Synthesis of new D-A1–D-A2 type low bandgap terpolymers based on different thiadiazoloquinoxaline acceptor units for efficient polymer solar cells

Abstract

Two low bandgap D-A1–D-A2 conjugated copolymers, namely denoted as P1 (non-fluorine substituted thiadiazoloquinoxaline A2) and P2 (fluorine substituted thiadiazoloquinoxaline A2) with the same D (thiophene) and A1 (benzothiadiazole) groups were synthesized in order to investigate the effect of fluorine atoms on the photovoltaic performance of polymer solar cells.

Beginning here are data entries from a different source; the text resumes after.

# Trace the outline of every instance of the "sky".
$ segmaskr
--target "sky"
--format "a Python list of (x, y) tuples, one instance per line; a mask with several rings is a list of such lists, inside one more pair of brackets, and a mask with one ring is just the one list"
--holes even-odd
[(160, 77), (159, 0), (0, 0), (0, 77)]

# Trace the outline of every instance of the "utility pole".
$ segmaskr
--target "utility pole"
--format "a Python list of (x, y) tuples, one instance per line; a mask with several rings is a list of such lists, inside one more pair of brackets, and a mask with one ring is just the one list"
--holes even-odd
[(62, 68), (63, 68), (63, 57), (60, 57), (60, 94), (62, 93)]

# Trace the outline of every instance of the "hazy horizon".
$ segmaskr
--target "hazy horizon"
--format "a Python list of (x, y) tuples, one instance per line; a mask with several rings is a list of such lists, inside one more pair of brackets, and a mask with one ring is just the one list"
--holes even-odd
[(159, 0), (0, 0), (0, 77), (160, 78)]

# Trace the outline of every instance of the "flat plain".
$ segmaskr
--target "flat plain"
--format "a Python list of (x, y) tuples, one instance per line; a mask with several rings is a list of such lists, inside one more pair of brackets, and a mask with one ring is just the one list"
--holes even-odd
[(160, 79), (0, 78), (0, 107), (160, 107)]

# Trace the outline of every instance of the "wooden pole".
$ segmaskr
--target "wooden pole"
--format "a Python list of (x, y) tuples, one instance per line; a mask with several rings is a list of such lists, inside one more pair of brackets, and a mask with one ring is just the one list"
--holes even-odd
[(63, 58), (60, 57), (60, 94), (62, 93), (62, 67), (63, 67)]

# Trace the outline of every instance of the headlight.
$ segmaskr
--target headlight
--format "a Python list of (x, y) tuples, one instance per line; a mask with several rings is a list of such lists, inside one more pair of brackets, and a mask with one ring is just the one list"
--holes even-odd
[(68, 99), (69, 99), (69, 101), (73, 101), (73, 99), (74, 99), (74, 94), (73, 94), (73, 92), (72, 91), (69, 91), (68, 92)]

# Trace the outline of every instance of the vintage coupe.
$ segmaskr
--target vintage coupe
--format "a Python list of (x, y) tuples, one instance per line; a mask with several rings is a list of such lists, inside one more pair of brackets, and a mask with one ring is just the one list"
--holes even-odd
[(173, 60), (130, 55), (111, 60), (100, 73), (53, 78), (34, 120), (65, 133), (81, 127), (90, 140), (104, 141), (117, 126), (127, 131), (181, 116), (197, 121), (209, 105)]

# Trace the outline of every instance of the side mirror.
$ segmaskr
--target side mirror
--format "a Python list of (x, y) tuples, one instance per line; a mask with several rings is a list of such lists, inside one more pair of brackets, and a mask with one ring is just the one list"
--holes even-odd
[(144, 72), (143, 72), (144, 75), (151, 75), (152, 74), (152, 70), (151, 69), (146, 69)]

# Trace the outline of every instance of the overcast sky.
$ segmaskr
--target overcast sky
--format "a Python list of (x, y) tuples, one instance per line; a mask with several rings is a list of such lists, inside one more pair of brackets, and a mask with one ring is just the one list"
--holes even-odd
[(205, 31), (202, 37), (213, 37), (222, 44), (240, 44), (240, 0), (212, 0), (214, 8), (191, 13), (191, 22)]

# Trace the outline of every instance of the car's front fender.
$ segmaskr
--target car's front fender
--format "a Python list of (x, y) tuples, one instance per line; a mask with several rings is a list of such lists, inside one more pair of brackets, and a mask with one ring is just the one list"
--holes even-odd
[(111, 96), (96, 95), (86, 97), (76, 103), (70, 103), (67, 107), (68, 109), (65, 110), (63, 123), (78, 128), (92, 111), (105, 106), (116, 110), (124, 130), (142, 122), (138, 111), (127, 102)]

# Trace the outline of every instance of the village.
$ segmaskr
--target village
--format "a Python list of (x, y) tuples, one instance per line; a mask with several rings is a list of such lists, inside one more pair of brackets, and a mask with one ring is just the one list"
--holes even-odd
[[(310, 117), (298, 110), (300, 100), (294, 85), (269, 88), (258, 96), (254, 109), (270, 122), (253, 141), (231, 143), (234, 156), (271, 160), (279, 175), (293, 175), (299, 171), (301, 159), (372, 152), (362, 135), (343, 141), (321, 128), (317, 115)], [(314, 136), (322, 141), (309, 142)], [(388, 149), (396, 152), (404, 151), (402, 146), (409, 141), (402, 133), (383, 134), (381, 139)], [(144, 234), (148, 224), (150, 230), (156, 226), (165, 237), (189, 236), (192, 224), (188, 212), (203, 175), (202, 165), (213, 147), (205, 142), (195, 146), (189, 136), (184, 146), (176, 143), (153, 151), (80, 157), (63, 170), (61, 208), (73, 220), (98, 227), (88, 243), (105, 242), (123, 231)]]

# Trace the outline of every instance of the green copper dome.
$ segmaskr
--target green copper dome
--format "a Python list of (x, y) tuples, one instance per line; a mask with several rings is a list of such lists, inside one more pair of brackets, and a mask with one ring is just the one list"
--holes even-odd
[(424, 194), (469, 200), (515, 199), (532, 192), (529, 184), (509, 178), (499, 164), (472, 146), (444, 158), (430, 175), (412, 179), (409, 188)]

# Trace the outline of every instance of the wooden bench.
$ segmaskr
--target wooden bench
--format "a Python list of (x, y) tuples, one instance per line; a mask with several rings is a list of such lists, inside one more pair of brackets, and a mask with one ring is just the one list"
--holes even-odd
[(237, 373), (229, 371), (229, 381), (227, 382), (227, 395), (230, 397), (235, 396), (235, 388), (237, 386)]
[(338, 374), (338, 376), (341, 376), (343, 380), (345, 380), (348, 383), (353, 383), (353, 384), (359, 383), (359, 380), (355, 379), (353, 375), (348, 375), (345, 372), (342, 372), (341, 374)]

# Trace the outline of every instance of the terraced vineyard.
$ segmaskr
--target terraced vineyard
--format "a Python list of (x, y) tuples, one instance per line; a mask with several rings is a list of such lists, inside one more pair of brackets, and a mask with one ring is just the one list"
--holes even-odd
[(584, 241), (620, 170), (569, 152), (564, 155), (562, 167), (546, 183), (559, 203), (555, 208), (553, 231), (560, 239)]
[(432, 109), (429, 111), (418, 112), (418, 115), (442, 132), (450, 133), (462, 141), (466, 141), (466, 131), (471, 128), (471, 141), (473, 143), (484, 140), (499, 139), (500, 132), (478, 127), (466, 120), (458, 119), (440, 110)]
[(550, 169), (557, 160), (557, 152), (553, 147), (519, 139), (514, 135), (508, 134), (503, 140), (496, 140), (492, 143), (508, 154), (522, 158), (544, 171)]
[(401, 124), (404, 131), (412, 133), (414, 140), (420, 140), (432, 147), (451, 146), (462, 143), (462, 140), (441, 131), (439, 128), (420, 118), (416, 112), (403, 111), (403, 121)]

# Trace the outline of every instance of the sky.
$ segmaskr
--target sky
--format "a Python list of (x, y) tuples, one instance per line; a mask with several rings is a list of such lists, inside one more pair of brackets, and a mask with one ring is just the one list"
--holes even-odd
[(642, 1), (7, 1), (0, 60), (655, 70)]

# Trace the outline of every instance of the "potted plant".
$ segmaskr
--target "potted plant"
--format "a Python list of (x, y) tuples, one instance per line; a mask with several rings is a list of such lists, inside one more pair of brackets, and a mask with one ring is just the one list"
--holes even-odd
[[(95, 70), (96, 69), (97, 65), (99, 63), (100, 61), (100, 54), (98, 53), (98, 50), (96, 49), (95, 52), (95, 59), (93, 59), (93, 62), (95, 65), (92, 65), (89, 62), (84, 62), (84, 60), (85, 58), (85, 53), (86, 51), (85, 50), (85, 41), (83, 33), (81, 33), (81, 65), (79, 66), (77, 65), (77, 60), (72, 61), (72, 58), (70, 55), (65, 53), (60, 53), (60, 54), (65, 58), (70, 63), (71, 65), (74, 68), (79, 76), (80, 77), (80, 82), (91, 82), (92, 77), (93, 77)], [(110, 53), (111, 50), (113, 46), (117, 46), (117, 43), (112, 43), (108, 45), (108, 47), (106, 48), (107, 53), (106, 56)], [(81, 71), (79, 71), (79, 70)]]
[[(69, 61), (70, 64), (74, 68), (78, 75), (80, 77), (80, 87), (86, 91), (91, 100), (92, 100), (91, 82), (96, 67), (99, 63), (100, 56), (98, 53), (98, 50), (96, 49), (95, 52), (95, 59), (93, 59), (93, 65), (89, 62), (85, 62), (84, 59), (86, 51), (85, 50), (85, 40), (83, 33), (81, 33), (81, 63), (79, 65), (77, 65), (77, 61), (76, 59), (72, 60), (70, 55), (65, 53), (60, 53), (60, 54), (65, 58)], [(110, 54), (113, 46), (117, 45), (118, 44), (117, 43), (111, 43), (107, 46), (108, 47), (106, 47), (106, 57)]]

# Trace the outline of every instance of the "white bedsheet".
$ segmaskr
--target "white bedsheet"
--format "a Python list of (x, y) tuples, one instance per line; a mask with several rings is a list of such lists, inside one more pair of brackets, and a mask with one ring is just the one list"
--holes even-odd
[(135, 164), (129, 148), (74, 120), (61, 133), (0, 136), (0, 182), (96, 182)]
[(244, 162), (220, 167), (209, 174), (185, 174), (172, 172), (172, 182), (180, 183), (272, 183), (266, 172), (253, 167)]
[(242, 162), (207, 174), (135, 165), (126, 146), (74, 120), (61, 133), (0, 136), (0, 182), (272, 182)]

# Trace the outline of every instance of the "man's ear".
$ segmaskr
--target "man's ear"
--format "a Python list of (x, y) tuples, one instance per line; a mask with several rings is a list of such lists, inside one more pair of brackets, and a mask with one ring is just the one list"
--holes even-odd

The electrochemical properties demonstrate that the highest occupied molecular orbital (HOMO) energy level lowered from −5.08 eV (for P1) to −5.16 eV (for P2), whereas the lowest unoccupied molecular orbital (LUMO) energy levels remain nearly the same. These copolymers showed strong absorption in the wavelength range 300–1100 nm and have a bandgap of around 1.08 and 1.11 eV for P1 and P2, respectively. After the optimization of the weight ratio and concentration of solvent additives 1-chloronaphathalene (CN), the highest power conversion efficiencies of bulk heterojunction polymer solar cells achieved were up to 5.30% and 7.21% for P1 and P2 as donor and PC₇₁BM as acceptor. The enhanced V_oc and J_sc for the P2 based device can be mainly ascribed to the lower HOMO energy levels and higher hole mobility and better morphology of the fluorinated copolymer P2 : PC₇₁BM blend.